What we have here is a failure to communicate. The family in this movie is not only a dysfunctional one,  it’s a group of emotionally blocked off people. They all have built up walls: the children have blocked off the parents. The parents have blocked off each other, and the movie blocks off the audience from the secrets held within the creepy mansion.

Sisters, Janghwa and Hongryeon, have clearly survived some sort of traumatic experience. The girls return home, quiet and distant from the parents who try so hard to connect with them. But why? Is it because of something going on in the house? Maybe the supernatural has possessed the mansion and is causing discourse among the members of this family. Or perhaps the problem is a little more relatable to the audience. Divorce? Child abuse? Sexual abuse? Who knows? I will say that the answer is a very jarring one if you’re not use to this type of horror film.

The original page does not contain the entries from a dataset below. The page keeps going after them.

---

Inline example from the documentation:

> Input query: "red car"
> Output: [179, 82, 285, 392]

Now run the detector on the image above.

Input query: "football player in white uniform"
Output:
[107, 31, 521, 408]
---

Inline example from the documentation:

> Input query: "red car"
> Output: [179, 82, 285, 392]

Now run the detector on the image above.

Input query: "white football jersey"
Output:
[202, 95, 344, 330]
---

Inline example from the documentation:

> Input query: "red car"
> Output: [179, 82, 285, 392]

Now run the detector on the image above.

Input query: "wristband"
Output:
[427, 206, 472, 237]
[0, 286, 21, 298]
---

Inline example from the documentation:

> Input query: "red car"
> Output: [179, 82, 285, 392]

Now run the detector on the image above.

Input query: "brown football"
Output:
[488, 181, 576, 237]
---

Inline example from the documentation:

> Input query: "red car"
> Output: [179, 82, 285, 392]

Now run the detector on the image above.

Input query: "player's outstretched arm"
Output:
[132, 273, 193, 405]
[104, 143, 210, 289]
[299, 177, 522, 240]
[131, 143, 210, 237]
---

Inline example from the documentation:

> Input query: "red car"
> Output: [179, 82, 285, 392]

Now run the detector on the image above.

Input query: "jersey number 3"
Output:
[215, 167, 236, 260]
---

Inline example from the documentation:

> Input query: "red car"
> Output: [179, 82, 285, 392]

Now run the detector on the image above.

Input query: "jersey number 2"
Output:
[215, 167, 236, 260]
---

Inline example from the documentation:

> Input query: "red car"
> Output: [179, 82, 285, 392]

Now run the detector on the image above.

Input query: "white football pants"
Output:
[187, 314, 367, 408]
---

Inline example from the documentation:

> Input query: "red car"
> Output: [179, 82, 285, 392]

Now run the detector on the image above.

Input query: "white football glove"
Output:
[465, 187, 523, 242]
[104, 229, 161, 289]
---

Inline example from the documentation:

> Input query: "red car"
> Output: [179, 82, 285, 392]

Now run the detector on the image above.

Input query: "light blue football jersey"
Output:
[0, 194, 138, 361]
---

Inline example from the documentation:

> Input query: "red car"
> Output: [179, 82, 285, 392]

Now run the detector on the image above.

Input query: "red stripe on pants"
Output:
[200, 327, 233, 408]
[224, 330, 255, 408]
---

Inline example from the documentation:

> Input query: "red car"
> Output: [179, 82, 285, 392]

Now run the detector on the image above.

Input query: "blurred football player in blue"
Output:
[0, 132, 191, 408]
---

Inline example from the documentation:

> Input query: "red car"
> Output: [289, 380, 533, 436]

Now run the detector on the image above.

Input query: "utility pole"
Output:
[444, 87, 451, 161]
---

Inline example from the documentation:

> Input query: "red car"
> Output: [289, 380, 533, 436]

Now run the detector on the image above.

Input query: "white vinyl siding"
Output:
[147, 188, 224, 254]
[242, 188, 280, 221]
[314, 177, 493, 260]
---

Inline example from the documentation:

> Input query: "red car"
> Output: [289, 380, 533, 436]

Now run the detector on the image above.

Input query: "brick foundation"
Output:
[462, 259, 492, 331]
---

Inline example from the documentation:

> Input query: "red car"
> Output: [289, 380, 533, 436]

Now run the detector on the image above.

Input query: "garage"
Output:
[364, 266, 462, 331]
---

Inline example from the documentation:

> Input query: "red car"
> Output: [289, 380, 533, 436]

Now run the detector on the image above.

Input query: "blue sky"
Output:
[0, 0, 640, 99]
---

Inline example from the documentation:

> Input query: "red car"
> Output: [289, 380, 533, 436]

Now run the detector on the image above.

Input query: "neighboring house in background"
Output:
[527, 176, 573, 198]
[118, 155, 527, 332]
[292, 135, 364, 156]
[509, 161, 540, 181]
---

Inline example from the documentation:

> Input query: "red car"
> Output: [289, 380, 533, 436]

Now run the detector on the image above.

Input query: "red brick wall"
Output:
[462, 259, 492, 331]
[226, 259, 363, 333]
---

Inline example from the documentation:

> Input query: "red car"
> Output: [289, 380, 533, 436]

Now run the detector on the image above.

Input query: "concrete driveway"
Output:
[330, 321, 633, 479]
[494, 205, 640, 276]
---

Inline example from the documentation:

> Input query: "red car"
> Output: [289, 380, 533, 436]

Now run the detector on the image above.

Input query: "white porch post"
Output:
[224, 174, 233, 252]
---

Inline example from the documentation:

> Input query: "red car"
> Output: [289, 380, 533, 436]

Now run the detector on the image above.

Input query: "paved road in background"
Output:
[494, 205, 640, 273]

The most interesting thing about this movie to me was the step-mother. At the beginning of this picture we’re lead to believe she is a mother trying desperately to connect with her two step-daughters. She cooks, cleans, and goes out of her way to make them feel comfortable, yet their response is a cold one. As I’m watching the movie and how the children are treating their parents, I actually started to think them silly, and petty, little brats! I know the mysterious incident changed their lives, but I still didn’t think the children needed to be so insubordinate. How silly I feel now, having seen this picture, which will no doubt need multiple viewings or at least a solid, reasonable YouTube comment explanation. It’s a strange, provocative, supernatural, psychological horror movie, guys. However, it’s a horror movie that uses the well-worn tropes of the Asian horror flick, not the American horror flick. So less “jumping at doors slamming” and more gazing upon a film-set built of the nightmares you had as a child. The atmosphere is tense and weird, with characters often staring at each other without speaking at all. Again, it all makes sense at the end. At least to me it did.

I’d recommend it to the fans of horror stories, obviously. It’s a pretty well crafted piece, shifting ruggedly through fits of “calm and eerie” to “rowdy and reckless”. It’s a fun experience, but I have to be honest. I had forgotten much of what occurred only a day after watching it. What does that tell you?